We propose derivative-informed neural operators (DINOs), a general family of neural networks to approximate operators as infinite-dimensional mappings from input function spaces to output function spaces or quantities of interest. After discretizations both inputs and outputs are high-dimensional. We aim to approximate not only the operators with improved accuracy but also their derivatives (Jacobians) with respect to the input function-valued parameter to empower derivative-based algorithms in many applications, e.g., Bayesian inverse problems, optimization under parameter uncertainty, and optimal experimental design. The major difficulties include the computational cost of generating derivative training data and the high dimensionality of the problem leading to large training cost. To address these challenges, we exploit the intrinsic low-dimensionality of the derivatives and develop algorithms for compressing derivative information and efficiently imposing it in neural operator training yielding derivative-informed neural operators. We demonstrate that these advances can significantly reduce the costs of both data generation and training for large classes of problems (e.g., nonlinear steady state parametric PDE maps), making the costs marginal or comparable to the costs without using derivatives, and in particular independent of the discretization dimension of the input and output functions. Moreover, we show that the proposed DINO achieves significantly higher accuracy than neural operators trained without derivative information, for both function approximation and derivative approximation (e.g., Gauss-Newton Hessian), especially when the training data are limited.

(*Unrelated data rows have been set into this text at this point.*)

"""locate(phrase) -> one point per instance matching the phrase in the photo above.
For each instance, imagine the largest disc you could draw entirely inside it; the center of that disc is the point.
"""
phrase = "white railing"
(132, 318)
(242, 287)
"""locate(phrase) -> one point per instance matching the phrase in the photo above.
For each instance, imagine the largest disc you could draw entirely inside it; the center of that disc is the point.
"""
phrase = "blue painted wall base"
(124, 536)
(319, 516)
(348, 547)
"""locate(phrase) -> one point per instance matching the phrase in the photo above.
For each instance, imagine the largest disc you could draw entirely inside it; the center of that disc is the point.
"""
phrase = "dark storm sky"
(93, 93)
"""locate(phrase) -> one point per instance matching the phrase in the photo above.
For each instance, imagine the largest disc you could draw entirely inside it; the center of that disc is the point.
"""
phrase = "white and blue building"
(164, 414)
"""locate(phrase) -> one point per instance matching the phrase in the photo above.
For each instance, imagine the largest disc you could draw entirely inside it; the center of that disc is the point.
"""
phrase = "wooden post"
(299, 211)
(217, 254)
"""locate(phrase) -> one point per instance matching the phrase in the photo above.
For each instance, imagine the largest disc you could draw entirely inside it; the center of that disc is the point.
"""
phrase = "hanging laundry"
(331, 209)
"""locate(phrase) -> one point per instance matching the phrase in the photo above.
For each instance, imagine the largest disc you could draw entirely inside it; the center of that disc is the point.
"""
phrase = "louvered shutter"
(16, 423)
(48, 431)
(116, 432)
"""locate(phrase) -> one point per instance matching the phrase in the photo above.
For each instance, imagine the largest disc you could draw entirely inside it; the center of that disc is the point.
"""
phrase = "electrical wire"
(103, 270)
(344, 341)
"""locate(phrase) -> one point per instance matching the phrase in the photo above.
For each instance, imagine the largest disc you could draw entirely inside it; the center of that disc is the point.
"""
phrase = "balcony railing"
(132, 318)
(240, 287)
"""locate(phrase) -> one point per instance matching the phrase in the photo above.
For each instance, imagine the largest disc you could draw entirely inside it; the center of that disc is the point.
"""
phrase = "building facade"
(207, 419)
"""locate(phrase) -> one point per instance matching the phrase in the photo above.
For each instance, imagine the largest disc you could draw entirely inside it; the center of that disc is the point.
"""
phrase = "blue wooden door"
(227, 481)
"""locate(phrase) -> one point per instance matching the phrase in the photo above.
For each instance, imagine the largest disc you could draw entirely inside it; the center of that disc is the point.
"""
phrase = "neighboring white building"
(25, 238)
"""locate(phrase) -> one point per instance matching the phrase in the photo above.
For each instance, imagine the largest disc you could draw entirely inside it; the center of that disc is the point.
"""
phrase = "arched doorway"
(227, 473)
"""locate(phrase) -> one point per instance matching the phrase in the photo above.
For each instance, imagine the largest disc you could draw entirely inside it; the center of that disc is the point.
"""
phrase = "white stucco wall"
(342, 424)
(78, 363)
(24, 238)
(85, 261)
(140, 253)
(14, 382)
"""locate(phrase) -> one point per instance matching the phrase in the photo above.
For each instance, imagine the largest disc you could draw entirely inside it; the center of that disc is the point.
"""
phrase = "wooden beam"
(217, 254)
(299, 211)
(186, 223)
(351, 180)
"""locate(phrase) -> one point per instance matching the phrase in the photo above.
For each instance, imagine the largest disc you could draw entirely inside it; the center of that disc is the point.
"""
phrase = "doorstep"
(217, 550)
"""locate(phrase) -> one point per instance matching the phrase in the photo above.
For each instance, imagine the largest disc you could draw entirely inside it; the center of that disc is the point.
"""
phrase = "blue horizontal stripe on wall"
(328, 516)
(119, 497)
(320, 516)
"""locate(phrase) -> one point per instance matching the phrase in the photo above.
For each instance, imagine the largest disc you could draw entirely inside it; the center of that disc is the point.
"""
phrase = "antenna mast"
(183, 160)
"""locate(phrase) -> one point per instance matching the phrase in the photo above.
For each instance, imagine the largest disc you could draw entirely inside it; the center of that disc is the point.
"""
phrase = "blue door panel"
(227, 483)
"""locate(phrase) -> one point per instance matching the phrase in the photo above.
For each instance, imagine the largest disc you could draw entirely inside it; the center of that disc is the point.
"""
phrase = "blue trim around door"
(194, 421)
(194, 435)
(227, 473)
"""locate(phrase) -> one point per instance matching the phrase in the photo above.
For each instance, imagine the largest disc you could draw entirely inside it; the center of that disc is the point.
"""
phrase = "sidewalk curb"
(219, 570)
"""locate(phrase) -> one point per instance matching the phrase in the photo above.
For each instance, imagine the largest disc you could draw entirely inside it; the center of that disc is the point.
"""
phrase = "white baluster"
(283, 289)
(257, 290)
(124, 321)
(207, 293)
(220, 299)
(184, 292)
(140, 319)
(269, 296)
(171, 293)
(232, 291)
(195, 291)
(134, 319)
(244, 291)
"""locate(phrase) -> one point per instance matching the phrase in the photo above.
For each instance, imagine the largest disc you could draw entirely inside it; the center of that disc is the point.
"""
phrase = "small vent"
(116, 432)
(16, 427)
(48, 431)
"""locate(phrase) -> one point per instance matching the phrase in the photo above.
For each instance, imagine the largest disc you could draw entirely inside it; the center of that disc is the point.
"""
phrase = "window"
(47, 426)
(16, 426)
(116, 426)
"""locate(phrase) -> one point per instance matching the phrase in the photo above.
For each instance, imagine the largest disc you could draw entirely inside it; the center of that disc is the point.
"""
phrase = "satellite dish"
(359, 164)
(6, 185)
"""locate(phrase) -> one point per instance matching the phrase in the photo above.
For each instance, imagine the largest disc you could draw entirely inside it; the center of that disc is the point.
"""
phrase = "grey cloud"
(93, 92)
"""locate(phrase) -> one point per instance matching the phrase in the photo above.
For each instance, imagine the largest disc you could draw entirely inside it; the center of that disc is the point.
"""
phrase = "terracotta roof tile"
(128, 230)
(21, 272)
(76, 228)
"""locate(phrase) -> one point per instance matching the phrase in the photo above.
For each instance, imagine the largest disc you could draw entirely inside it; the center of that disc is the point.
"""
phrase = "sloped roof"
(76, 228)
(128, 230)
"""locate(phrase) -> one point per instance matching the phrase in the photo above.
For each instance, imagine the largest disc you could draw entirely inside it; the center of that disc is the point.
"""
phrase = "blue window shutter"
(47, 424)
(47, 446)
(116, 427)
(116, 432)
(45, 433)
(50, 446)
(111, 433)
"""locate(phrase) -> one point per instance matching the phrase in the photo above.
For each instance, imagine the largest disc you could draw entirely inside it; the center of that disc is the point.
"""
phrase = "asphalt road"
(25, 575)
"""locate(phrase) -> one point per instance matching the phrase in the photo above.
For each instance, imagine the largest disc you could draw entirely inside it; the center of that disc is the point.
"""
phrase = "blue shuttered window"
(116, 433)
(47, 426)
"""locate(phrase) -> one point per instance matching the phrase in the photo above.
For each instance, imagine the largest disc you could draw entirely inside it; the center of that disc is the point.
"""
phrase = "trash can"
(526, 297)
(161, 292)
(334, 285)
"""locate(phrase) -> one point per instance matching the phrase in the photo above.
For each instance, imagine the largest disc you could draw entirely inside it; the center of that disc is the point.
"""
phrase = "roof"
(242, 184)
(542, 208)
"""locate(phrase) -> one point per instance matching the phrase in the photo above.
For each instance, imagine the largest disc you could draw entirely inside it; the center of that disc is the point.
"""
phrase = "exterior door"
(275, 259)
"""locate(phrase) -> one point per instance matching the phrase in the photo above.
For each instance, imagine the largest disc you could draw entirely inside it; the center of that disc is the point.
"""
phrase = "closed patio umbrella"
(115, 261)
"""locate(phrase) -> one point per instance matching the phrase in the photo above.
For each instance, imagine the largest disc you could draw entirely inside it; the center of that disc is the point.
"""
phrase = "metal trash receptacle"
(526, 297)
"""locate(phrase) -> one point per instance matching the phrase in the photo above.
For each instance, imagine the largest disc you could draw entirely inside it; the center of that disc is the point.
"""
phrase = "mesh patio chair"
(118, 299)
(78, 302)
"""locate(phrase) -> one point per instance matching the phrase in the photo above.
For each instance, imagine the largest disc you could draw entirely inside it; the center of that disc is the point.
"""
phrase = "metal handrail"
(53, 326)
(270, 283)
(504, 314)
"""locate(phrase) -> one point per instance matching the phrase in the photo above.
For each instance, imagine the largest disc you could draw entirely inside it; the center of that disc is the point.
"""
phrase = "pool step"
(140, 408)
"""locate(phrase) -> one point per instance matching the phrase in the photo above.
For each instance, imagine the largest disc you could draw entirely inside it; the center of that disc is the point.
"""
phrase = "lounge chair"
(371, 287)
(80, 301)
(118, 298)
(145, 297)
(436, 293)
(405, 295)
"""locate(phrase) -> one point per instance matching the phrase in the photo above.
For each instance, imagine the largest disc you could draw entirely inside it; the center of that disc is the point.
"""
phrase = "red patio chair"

翻译：我们提出导数引导神经算子（DINOs），这是一类通用神经网络框架，用于近似从输入函数空间到输出函数空间或目标量的无限维映射。经过离散化后，输入和输出均为高维变量。我们旨在不仅以更高精度近似算子，还近似其对输入函数值参数的导数（雅可比矩阵），以赋能众多应用中的基于导数的算法，例如贝叶斯反问题、参数不确定性下的优化以及最优实验设计。主要挑战包括生成导数训练数据的计算成本，以及问题的高维性导致高昂的训练成本。为应对这些挑战，我们利用导数的内在低维性，开发了压缩导数信息并将其高效嵌入神经算子训练的算法，从而构建导数引导神经算子。我们证明，这些进展能够显著降低大规模问题（如非线性稳态参数偏微分方程映射）的数据生成和训练成本，使其成本趋近于或等同于未使用导数时的成本，并且尤其与输入输出函数的离散化维度无关。此外，我们表明，所提出的DINO在函数逼近和导数逼近（如高斯-牛顿海森矩阵）方面，均比未使用导数信息训练的神经算子实现显著更高的精度，尤其在训练数据有限时。